The invention discloses a trademark approximate retrieval method based on multi-dimensional feature fusion, which is characterized in that as an optimal mode, a specific mode that a neural network feature module extracts multi-scale convolution neural network features of a trademark image and transmits the neural network features to a feature retrieval module in the step S3 is as follows:
s311, inputting the trademark image into a residual error network, a first convolution layer and a second convolution layer respectively, initializing the residual error network by ImageNet pre-training parameters, and extracting an Average Pooling layer in the residual error network to obtain a first characteristic through a first full-connection layer;
s312, the first convolution layer and the second convolution layer adopt different Padding values and Stride values, and a second characteristic and a third characteristic are obtained through the first pooling layer and the second pooling layer respectively;
s313, the first feature, the second feature and the third feature all pass through L2Regularization;
s314, splicing and inputting the regularized first feature, second feature and third feature into a second full-connection layer;
and S315, obtaining the multi-scale convolutional neural network characteristics through linear mapping by the second full-connection layer.
The invention discloses a trademark approximate retrieval method based on multi-dimensional feature fusion, which is characterized in that as an optimal mode, the step S3 of extracting the multi-scale convolution neural network features of a trademark image by a neural network feature module and transmitting the neural network features to a feature retrieval module further comprises the following steps:
s316, optimizing the multi-scale convolutional neural network parameters through a triple measurement loss function, and mining and learning semantic information of the registered trademark image;
the loss function is expressed as:
Loss(p,q,r)
=max(0,margin+D(f(q),f(p))-D(f(q),D(f(n))))
wherein Loss (p, q, r) is a metric Loss function of the triple (p, q, r), p, q, r are respectively a current trademark, an approximate trademark of the current trademark and a non-approximate trademark of the current trademark, f (·) is an output feature of the multi-scale convolutional neural network, D (·) is a cosine distance between two input features, and margin is a boundary parameter.
The invention discloses a trademark approximate retrieval method based on multi-dimensional feature fusion, which is a preferable mode, wherein the specific mode that a visual bag-of-words feature module extracts visual bag-of-words features of a trademark image and transmits the visual bag-of-words features to a feature retrieval module in the step S3 is as follows:
s321, extracting key points of the image by using three local detectors of Harris, Hessian and Kaze;
s322, extracting key point characteristics of the image key points through a Sift descriptor;
s323, establishing a visual dictionary through Kmeans clustering of the key point characteristics;
and S324, extracting visual word bag characteristics from the image through a visual dictionary.

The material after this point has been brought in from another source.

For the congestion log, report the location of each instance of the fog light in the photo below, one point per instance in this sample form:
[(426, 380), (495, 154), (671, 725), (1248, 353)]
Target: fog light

On one hand, the method is based on the convolutional neural network, extracts the multi-scale convolutional neural network characteristics, and further models the semantic information of the trademark by performing optimization training on the multi-scale convolutional neural network characteristics based on the triple loss function. Meanwhile, the invention considers that a large amount of complementary information is contained among various dimensional characteristics, and based on the characteristics of three dimensions, namely the multi-scale convolutional neural network characteristics, the visual word bag characteristics and the graphic element characteristics, the relevance complementarity among different dimensional characteristics is fully utilized and mined, so that better retrieval accuracy can be obtained.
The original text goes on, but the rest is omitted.